Altruism: its characteristics and evolution

Altruism: its characteristics and evolution

P J Darlington Jr. Proc Natl Acad Sci U S A. 1978 Jan.

Abstract

Altruism is a group phenomenon in which some genes or individuals, which must be presumed to be selfish, benefit others at cost to themselves. The presumption of selfishness and the fact of altruism are reconciled by kin-group selection and by reciprocal altruism.

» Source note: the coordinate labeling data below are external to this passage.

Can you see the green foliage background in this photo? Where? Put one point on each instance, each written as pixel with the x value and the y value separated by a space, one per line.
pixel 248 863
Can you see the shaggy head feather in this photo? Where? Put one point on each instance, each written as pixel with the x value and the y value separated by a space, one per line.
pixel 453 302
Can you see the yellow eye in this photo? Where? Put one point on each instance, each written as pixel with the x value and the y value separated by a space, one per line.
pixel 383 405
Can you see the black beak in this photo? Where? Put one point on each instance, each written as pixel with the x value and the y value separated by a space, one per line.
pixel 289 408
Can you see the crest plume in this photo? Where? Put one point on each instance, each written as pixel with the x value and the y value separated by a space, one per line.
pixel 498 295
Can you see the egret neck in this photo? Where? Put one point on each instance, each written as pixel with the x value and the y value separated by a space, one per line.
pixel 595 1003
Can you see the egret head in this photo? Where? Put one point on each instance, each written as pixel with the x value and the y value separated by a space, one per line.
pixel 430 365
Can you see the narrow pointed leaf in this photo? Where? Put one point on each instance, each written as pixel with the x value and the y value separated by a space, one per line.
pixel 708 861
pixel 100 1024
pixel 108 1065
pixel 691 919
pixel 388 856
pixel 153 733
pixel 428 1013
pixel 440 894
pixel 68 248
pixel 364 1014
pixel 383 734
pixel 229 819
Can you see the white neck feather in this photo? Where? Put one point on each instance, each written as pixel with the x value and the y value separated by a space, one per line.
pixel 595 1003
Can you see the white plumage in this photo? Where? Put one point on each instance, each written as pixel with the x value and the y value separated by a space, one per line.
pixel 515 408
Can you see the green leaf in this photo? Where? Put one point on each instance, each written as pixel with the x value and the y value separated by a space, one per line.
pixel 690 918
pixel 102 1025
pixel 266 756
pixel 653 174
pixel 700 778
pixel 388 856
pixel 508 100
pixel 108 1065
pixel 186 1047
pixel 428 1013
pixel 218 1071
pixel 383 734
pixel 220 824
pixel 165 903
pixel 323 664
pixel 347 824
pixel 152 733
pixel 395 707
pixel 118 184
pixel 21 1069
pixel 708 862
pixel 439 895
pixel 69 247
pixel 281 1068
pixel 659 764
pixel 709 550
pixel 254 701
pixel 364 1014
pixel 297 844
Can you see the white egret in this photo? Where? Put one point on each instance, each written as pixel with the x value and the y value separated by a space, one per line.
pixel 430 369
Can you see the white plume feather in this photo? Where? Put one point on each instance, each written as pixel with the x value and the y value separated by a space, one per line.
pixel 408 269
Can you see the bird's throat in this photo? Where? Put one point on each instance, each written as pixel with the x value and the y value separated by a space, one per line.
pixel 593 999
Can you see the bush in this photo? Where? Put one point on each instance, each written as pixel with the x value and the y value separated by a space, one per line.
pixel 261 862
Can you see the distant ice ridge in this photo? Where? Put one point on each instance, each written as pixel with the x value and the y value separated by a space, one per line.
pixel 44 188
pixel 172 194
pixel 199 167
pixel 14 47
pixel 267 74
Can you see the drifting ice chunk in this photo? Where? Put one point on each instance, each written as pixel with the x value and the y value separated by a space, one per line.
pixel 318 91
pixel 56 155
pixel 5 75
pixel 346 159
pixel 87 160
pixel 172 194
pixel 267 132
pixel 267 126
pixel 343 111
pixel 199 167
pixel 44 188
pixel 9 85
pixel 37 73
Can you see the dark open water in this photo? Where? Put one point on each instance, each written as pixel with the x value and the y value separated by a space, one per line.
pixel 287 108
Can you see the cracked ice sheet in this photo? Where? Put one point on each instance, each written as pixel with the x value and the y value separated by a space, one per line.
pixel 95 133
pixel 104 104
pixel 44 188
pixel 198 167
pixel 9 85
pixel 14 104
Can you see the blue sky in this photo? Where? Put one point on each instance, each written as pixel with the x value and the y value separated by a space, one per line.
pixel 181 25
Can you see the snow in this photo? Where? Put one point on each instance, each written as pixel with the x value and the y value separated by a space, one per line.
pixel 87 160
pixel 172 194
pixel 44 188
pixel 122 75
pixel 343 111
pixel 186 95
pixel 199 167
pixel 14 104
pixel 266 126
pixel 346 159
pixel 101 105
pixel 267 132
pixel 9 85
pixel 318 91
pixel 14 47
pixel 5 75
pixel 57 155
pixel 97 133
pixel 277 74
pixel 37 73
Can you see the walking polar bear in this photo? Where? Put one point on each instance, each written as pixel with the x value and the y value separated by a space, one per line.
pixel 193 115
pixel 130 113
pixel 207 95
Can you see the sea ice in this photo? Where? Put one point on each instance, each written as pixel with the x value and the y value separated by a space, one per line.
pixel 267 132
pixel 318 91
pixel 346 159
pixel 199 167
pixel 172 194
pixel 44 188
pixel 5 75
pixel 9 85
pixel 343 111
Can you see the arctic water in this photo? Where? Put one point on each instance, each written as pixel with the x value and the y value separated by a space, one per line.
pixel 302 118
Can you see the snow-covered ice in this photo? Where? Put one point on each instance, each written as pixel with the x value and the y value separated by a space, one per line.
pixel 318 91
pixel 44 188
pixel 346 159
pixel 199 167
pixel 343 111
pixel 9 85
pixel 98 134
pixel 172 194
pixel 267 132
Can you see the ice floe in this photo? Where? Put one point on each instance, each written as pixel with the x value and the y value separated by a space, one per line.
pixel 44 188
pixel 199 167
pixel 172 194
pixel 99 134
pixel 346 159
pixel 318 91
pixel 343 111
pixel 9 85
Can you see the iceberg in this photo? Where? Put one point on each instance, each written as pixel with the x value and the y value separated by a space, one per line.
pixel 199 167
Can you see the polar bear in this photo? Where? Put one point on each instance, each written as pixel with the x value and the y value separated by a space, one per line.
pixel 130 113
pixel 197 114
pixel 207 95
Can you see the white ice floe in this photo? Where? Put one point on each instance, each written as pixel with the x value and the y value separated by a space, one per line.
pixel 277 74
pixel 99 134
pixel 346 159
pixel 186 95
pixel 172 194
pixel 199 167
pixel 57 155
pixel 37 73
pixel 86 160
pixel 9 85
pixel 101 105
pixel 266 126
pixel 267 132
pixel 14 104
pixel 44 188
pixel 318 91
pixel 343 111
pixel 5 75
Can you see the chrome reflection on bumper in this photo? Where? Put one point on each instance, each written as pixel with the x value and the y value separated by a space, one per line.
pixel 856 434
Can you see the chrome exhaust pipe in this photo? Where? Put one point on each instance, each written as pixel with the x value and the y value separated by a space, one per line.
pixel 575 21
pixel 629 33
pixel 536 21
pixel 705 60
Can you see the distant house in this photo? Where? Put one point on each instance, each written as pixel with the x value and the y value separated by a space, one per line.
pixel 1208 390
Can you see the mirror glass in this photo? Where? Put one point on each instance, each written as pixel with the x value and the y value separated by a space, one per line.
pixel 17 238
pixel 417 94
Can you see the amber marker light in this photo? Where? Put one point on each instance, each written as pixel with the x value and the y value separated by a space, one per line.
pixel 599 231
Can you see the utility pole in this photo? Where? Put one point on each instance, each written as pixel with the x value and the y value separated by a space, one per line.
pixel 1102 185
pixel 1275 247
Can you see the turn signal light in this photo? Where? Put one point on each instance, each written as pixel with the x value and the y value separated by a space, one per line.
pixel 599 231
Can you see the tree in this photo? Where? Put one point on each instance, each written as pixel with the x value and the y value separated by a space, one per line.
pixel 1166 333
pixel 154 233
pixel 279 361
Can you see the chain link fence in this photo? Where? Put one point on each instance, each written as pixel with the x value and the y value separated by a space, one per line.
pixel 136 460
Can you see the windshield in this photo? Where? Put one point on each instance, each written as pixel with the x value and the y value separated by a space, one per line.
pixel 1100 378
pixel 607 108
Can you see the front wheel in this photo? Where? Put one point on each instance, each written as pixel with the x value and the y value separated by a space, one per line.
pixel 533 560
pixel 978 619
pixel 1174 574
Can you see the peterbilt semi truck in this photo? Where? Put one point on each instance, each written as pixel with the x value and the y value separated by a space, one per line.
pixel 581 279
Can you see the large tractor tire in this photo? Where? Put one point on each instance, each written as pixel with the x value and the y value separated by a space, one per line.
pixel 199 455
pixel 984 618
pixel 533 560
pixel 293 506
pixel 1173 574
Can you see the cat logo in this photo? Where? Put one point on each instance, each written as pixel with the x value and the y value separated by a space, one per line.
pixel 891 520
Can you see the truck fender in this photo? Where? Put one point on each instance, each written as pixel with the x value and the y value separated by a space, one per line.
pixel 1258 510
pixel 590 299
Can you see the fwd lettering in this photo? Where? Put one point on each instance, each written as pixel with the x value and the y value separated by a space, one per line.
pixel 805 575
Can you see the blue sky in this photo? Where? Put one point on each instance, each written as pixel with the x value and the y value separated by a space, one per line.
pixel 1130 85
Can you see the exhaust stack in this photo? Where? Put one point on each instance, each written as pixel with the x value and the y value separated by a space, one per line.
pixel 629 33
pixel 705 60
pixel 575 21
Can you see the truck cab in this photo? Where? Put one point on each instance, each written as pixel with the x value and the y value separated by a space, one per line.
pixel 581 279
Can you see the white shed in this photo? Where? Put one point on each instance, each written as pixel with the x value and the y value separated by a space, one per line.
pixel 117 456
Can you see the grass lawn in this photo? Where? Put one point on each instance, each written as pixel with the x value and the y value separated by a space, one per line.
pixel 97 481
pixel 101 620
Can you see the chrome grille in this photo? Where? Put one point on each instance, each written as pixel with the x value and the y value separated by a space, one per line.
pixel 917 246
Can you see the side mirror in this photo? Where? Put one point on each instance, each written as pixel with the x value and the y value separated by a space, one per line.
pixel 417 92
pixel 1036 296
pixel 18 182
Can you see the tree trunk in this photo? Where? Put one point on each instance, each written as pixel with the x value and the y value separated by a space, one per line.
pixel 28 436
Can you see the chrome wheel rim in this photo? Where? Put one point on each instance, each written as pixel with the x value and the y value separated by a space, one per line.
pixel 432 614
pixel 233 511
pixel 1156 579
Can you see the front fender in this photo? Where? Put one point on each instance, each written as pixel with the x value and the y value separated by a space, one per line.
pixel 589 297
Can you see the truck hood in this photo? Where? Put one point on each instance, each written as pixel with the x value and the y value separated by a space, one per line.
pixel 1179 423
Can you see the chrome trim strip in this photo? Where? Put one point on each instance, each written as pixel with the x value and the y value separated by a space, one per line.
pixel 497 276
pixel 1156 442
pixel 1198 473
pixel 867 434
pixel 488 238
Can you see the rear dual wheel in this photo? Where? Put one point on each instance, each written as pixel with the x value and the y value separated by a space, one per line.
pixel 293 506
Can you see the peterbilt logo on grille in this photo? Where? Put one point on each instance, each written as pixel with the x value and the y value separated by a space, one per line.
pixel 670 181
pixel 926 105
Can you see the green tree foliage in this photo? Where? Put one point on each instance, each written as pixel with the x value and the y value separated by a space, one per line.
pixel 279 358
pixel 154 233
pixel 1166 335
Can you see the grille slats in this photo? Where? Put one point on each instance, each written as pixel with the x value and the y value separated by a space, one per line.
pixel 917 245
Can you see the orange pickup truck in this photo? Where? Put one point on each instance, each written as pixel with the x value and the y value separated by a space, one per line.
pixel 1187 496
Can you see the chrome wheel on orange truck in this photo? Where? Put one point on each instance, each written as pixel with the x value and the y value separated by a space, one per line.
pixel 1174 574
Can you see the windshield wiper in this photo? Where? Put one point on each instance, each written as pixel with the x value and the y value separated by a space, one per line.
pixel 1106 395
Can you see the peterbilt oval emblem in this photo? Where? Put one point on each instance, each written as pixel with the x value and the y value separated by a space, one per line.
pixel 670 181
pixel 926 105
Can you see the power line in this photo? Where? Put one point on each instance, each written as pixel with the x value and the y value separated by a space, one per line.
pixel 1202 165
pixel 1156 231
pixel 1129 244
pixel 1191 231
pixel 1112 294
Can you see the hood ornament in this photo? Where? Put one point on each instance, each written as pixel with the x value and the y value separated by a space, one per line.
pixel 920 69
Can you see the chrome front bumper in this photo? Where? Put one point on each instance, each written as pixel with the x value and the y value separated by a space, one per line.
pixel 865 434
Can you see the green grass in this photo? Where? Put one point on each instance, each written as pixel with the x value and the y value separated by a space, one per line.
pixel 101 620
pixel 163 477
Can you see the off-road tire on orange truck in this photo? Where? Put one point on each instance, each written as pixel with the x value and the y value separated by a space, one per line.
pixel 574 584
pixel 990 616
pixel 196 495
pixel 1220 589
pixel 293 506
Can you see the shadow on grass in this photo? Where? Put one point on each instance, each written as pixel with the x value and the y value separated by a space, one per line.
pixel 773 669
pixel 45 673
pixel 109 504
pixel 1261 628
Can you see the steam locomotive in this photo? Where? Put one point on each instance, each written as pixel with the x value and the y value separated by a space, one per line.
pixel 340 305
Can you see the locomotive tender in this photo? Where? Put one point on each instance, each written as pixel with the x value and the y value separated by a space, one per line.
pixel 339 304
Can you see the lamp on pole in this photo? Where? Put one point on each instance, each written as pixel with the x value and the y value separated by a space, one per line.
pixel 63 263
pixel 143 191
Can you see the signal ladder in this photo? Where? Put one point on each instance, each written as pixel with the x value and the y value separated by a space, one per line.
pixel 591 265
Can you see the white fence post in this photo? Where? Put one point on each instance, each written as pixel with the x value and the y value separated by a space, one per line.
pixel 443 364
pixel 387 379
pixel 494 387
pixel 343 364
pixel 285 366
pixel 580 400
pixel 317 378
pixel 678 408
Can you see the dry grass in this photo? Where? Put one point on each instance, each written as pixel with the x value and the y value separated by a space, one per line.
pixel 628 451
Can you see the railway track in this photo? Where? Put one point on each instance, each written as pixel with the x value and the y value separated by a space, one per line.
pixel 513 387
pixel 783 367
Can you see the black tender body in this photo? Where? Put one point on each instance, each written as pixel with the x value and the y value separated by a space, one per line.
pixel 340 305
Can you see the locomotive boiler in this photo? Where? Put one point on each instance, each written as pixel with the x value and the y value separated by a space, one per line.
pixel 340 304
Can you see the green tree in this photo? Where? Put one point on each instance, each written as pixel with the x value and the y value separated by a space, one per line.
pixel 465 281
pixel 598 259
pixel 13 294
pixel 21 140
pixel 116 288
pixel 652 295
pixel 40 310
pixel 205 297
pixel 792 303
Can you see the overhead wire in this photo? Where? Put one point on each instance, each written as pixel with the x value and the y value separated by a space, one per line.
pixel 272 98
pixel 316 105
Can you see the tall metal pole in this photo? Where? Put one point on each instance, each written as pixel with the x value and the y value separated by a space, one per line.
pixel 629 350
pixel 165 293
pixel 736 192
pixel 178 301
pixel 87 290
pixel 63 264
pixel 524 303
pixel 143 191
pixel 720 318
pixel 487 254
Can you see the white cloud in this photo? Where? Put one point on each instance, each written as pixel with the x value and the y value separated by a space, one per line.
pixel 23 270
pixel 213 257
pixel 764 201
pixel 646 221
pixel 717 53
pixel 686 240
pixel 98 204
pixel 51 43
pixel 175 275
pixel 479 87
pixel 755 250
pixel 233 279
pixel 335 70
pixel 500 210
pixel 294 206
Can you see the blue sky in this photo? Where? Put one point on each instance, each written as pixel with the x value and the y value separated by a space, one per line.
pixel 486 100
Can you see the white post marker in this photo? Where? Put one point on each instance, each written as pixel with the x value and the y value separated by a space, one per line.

Kin-group selection is clearly visible only in special cases; its role even among social insects may be overestimated; it is probably usually inhibited by competition. However, reciprocal altruism is ubiquitous. All altruism is: (i) potentially reciprocal; (ii) potentially profitable to altruists as well as to recipients; (iii) environmentally determined, usually by position of individuals in group or environmental situations; and (iv) a net-gain lottery. These generalizations are illustrated by four idealized cases; the difficulty of applying them to real cases is illustrated by alarm-calling in groups of birds. Although altruism is a group phenomenon, it evolves by individual selection, by processes equivalent to co-evolutions. Its evolution is: (i) opposed by competition; (ii) costly, complex, and slow, and tending to produce an imprecise flexible altruism rather than a precisely detailed one; and (iii) supplemented by group selection (differential extinction of groups). That altruism in human beings conforms to these generalizations is a good working hypothesis. However, analysis does not "take the altruism out of (human) altruism." Humans do not calculate it, but behave altruistically because they have human altruistic emotions.